Step 7: Cancel your registered agent and close the bank account
- Notify your commercial registered agent that the LLC is dissolving and cancel the service — stop future billing
- Wait until dissolution is confirmed before canceling the RA, in case state notices arrive during the process
- Close the LLC business bank account after all transactions have cleared and final tax refunds (if any) have been received
- Shred or securely archive LLC records: keep Articles of Organization, operating agreements, all tax returns, and financial records for at least 7 years
What happens if you just stop paying annual fees?
Most founders don't formally dissolve — they just stop. This is a mistake. Here's what happens:
- Annual fees and late penalties keep accruing — some states charge $50–$200/year in penalties on top of the annual report fee
- The LLC gets administratively dissolved (in most states after 1–3 years of non-payment) — but that's not the same as voluntary dissolution, and you still owe back fees
- If the LLC is administratively dissolved, you can't use it in any legal proceedings and may have trouble reinstating it if needed later
- Creditors can still reach you through the LLC's shell — the liability protection for past actions doesn't disappear, but the entity still technically exists in most states until formally dissolved
- Tax obligations don't stop until you file final returns — the IRS and state tax authorities can still pursue you for unfiled returns even years later
Converting or merging instead of dissolving
If you're not closing the business entirely but changing its structure, you may not need full dissolution. Options: (1) Convert the LLC to a corporation (available in most states) — useful if you're raising venture capital and need a C-corp; (2) Merge the LLC into another entity — useful when consolidating multiple LLCs; (3) Change the state of formation via domestication — move the LLC from one state to another without forming a new entity.
Don’t want to file yourself? Northwest Registered Agent files your LLC for $39 + state fee and acts as your registered agent the first year free.
Frequently asked questions
How much does it cost to dissolve an LLC?
Most states charge $0–$100 to file Articles of Dissolution. California is one exception — the Articles of Dissolution themselves are $0, but you need to file a final franchise tax return and may owe outstanding tax. Delaware charges $204 for certificate of cancellation. The larger costs at dissolution are often unpaid annual fees + penalties if you've been behind on compliance.

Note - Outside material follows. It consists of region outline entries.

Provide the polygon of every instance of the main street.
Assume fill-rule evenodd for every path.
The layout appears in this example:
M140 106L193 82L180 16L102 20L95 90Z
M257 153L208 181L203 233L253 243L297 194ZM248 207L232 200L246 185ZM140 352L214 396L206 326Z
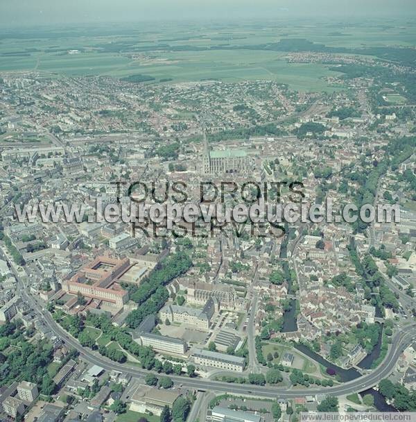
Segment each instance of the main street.
M11 269L18 282L19 290L22 298L41 316L51 330L57 337L61 338L67 345L77 350L81 358L91 364L99 365L107 371L128 372L132 377L143 378L149 371L145 369L132 366L129 364L118 364L101 356L98 352L83 347L75 338L68 334L51 316L48 311L42 307L31 294L28 293L27 286L21 279L15 265L10 262L8 256L6 259L11 264ZM189 378L185 376L170 375L172 380L177 385L199 391L211 391L224 393L233 393L240 395L250 395L265 398L293 398L311 394L330 394L341 396L365 390L374 387L378 382L388 376L394 369L396 362L403 351L416 339L416 323L408 326L398 331L394 336L392 344L384 361L371 373L356 380L345 382L332 387L309 387L308 389L295 388L288 390L286 388L241 385L214 381L204 378Z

Do I need to pay an attorney to dissolve my LLC?
Not usually. Most single-member LLC dissolutions can be handled by the owner directly — file the dissolution form on the Secretary of State website, file a final tax return on Schedule C, close the bank account. Multi-member LLCs with ongoing contracts, employees, or complex financials benefit from attorney guidance on the wind-up and distribution process.
Can I reinstate a dissolved LLC?
Yes, in most states — even after administrative dissolution for non-payment of fees. You'd typically file a reinstatement application, pay all back fees and penalties, and update your registered agent. The LLC continues from its original formation date (seniority is preserved). Voluntary dissolution is different: once you formally dissolve, reinstatement may require forming a new entity.

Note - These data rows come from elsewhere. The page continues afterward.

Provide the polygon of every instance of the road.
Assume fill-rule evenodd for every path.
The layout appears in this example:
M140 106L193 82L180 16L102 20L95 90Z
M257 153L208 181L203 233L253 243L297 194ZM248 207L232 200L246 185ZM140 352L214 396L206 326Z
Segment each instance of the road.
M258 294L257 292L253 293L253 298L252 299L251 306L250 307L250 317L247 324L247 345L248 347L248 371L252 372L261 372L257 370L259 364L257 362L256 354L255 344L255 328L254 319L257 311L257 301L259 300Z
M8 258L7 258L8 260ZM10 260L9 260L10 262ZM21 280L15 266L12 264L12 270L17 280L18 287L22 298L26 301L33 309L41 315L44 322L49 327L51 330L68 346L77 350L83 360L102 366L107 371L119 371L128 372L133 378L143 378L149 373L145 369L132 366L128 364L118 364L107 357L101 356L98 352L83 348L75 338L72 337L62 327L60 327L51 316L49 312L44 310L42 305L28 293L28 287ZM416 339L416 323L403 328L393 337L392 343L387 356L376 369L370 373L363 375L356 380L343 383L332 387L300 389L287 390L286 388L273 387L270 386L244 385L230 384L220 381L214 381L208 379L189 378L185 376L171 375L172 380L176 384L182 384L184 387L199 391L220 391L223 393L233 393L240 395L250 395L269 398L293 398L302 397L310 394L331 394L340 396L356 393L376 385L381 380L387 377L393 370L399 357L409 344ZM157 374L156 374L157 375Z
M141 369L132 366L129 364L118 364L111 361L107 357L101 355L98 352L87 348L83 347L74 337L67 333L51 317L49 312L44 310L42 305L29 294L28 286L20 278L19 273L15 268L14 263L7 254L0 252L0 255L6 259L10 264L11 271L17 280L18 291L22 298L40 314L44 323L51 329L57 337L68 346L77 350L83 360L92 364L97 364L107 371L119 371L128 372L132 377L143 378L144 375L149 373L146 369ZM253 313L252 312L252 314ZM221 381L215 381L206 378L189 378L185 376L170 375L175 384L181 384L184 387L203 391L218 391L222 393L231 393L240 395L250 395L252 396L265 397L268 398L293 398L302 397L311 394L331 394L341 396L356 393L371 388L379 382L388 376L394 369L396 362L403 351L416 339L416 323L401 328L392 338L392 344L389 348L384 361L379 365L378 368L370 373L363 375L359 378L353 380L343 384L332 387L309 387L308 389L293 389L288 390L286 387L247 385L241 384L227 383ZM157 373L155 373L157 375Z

What happens to LLC debts when it dissolves?
LLC debts don't disappear at dissolution. The wind-up process requires paying all creditors before distributing assets to members. If the LLC can't pay all debts (insolvent dissolution), creditors take priority over members. Distributing assets to members before paying creditors can expose members to personal liability for those distributions under fraudulent transfer law.

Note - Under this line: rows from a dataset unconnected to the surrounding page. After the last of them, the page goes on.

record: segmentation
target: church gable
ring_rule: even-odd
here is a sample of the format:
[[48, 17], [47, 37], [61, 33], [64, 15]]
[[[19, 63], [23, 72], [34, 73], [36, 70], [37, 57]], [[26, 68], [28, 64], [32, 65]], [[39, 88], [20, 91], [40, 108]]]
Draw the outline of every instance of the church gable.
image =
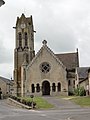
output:
[[43, 41], [43, 46], [38, 51], [38, 53], [36, 54], [36, 56], [34, 57], [34, 59], [28, 65], [27, 68], [31, 67], [32, 64], [34, 64], [34, 62], [36, 62], [38, 58], [43, 62], [47, 60], [50, 61], [51, 58], [53, 58], [59, 65], [61, 65], [64, 69], [66, 69], [63, 63], [58, 59], [58, 57], [53, 53], [53, 51], [47, 46], [45, 42], [47, 43], [46, 40]]
[[[42, 95], [55, 95], [61, 93], [61, 91], [62, 93], [68, 91], [66, 67], [46, 45], [46, 41], [43, 41], [43, 46], [27, 67], [26, 73], [26, 88], [28, 91], [33, 92], [34, 88], [37, 91], [37, 85], [41, 86]], [[47, 86], [49, 87], [48, 91], [46, 91]], [[60, 86], [60, 89], [57, 86]], [[59, 93], [55, 93], [56, 89]]]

Do I need to close my business bank account before or after dissolution?
After. Keep the account open during the dissolution process — you'll need it to pay final bills, receive any outstanding receivables, and collect any tax refunds. Close the account after the dissolution is confirmed, all transactions have cleared, and you're confident no further deposits or charges will arrive.
What do I do about my LLC's EIN when dissolving?
The IRS doesn't cancel EINs — once issued, your EIN exists permanently. To close the IRS business tax account, send a letter to the IRS requesting account closure and explaining that the LLC has dissolved. Include your EIN, LLC name, and address. The IRS will close the business account but your EIN remains on file. Keep your final return copy and any IRS correspondence for at least 7 years.